Mine is a Bosch Multidrill and it has very little vibration. Not at all like a road drill.
 

Zoiders

New Member
slowmotion said:
Mine is a Bosch Multidrill and it has very little vibration. Not at all like a road drill.
Bosch blue ones have no direct impingment between the cam driving the hammer action and the drill bit. A piston creates an air cushion between the two ends of the drive train. It's like an air shock sus fork in a way, force is still transmitted but it's smoothed out and damped.

They don't kick back any more than normal hammer drills, brute force is not how they work.
 

longers

Veteran
Thanks, I've seen them being used and they've not looked like hardwork.
I just need to think of something that needs drilling.
 

gbb

Legendary Member
Location
Peterborough
The more i think about it, as long as the equipment is not prone to being hit by forklifts or anything ( i dont know your circumstances there)..i'd go throughbolt every time.
Ive fixed so many items, barriers, machinery, fences, rails, you name it, ive lost count.
Rawlbolts, having a larger fixing area are better if the equipment is prone to being hit heavily or often...throughbolts are infinately easier to use, but dont resist that regular impact by other objects as well as rawlbolts.
If your equipment is not prone to be hit by anything on a regular basis...throughbolt every time.
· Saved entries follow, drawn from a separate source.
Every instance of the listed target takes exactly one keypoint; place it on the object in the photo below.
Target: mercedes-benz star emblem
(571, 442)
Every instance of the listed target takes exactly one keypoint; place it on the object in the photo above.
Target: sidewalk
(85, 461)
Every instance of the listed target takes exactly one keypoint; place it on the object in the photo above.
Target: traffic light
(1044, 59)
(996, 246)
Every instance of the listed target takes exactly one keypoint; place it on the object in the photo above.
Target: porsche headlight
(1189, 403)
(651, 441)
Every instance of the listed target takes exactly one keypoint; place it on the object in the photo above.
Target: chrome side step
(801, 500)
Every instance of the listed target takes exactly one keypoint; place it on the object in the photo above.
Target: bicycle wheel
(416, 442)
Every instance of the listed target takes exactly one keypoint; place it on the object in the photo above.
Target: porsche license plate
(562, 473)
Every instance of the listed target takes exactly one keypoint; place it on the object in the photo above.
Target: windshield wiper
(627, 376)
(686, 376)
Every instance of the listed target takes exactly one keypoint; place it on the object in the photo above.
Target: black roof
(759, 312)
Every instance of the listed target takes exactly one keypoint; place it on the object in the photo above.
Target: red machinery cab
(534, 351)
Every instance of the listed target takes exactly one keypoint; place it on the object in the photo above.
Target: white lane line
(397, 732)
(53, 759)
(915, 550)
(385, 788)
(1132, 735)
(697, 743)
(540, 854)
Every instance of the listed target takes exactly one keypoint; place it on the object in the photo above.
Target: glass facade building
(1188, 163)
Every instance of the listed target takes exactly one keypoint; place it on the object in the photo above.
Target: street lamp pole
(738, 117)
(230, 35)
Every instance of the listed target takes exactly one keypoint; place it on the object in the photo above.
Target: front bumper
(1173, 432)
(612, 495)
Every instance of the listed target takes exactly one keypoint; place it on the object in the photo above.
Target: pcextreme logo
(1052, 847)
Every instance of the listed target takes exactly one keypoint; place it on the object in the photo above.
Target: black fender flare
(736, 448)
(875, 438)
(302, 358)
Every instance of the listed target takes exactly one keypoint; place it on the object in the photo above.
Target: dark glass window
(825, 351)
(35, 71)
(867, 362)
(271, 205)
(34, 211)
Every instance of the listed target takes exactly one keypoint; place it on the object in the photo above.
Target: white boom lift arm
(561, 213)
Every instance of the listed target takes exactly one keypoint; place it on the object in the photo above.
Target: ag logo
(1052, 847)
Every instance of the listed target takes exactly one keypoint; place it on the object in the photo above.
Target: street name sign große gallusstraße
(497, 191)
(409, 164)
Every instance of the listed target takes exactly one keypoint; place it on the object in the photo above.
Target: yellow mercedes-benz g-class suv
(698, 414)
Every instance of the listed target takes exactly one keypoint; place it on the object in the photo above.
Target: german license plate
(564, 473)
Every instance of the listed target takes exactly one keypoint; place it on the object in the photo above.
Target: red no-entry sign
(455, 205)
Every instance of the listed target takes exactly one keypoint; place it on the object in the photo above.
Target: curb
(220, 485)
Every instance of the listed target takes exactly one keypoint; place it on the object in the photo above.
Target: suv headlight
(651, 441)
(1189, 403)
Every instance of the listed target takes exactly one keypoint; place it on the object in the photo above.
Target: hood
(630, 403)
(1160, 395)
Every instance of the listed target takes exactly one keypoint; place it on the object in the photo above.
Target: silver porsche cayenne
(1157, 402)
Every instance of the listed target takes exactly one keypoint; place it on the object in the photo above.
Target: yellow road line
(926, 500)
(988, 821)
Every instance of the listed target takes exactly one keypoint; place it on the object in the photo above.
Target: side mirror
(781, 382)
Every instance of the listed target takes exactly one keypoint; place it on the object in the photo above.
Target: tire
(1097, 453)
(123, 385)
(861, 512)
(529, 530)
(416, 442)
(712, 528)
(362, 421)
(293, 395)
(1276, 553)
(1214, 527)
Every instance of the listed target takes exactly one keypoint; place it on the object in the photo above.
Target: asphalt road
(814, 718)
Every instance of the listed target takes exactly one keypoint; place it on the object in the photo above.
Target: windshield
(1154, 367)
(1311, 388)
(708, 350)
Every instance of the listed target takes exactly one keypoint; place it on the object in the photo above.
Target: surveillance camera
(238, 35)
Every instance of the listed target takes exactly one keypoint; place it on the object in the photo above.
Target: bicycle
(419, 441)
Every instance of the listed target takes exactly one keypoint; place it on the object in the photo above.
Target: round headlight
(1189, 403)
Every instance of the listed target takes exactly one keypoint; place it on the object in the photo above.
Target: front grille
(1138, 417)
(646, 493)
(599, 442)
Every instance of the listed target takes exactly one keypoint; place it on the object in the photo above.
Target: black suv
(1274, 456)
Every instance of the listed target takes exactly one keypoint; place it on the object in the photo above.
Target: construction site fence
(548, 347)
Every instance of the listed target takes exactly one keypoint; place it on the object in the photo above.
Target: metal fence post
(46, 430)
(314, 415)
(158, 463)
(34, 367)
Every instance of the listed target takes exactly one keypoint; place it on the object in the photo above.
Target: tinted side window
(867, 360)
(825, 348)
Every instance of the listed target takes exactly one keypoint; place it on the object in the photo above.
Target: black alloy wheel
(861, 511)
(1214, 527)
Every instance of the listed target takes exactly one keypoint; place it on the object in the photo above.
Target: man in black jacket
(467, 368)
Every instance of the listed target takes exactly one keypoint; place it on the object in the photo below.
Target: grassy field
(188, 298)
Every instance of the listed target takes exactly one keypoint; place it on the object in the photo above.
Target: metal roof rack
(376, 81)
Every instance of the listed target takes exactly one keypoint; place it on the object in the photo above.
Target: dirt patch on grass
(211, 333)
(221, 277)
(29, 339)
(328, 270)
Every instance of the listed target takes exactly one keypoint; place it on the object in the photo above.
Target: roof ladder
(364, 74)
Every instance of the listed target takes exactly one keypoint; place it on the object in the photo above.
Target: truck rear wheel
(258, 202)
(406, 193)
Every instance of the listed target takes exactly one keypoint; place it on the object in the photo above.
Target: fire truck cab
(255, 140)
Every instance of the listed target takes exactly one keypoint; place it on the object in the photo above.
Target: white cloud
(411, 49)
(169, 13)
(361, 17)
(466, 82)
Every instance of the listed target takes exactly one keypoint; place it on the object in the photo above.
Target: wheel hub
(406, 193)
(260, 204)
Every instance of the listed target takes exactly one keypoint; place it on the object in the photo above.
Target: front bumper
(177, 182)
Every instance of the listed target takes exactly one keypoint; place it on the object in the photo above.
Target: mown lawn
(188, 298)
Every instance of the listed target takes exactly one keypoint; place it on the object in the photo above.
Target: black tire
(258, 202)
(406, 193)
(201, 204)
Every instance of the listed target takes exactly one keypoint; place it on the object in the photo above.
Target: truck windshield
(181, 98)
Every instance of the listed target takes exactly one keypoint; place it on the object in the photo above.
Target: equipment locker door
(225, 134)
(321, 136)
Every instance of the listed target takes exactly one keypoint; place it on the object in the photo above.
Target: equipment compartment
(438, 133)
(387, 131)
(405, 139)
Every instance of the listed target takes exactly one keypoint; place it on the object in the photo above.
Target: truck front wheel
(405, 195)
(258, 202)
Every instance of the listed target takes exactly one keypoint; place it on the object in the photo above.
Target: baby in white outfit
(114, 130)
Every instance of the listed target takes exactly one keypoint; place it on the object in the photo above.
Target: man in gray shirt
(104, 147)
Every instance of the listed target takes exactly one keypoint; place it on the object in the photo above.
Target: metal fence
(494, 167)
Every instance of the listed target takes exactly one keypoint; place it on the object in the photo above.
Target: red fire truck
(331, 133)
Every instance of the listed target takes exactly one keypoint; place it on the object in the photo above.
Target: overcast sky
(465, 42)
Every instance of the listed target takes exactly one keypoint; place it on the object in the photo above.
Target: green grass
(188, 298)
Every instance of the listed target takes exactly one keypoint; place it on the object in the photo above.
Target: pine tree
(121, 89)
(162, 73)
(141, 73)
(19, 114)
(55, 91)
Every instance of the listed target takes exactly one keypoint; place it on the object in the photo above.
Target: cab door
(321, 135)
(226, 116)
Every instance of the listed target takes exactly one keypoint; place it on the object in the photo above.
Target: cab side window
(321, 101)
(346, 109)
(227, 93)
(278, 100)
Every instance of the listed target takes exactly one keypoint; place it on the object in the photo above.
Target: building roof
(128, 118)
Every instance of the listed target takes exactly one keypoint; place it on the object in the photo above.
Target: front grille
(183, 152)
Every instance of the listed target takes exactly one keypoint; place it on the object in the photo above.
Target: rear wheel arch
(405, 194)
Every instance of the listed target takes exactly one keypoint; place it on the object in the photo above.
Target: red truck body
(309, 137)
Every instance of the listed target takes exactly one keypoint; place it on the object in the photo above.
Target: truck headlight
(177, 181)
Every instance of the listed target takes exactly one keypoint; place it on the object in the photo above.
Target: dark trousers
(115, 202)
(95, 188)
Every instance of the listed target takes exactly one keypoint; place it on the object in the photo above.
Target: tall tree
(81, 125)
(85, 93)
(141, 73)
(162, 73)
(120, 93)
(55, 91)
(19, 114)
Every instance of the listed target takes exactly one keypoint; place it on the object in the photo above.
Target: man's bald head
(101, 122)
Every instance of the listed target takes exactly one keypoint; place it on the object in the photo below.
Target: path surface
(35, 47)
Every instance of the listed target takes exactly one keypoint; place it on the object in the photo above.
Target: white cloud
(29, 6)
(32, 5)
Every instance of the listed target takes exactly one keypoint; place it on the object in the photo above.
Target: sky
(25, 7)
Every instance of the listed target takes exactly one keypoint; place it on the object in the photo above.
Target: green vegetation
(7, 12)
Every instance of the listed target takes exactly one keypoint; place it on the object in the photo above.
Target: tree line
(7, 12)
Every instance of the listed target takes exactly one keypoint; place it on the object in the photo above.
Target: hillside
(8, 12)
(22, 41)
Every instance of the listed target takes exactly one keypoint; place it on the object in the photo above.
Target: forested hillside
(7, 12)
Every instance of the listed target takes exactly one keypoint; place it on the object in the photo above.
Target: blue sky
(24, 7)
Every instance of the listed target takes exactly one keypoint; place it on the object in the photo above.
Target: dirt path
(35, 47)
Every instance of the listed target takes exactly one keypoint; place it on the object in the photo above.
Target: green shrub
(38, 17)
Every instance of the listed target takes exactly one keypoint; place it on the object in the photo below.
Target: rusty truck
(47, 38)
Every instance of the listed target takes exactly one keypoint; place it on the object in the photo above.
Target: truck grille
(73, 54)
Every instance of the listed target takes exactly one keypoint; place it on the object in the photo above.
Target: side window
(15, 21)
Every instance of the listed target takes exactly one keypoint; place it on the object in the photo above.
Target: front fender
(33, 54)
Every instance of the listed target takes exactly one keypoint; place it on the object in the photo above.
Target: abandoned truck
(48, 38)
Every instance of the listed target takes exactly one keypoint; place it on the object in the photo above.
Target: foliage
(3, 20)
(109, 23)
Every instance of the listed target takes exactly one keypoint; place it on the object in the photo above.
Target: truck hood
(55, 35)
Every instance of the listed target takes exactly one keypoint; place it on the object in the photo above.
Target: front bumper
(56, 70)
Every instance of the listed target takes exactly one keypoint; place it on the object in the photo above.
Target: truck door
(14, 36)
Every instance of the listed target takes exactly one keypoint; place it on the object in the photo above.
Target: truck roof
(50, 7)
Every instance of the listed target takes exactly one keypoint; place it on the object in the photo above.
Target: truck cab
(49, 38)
The other benefit is, if you do hit a piece of steel re-inforcing, you sometimes can get through it with a smaller bit you'd use with a through bolt, as opposed to a large bit with a Rawlbolt, which you stand no chance with.
(edited to expand on that....sometimes when you do hit steel bars, you can sometimes still complete the hole. I assume the drillbit works its way round the bar, rather than drills through it)

It does sound shallow to have hit steel re-inforcing, but never assume anything. You'd be surprised what you find sometimes.

Shame really, if you were local, i have all the equipment and fixings, i'd give you a hand. It really is straight forward with the right gear.

I'd expect the drilling to take a minute or three per hole with an SDS. I cant sing their praises enough.
 

leyton condor

Über Member
Location
London
You should be able to hire a SDS drill from a hire shop, or Argos do one for £29.99.
It probably won't last for ever but you should be able to do that one job with it.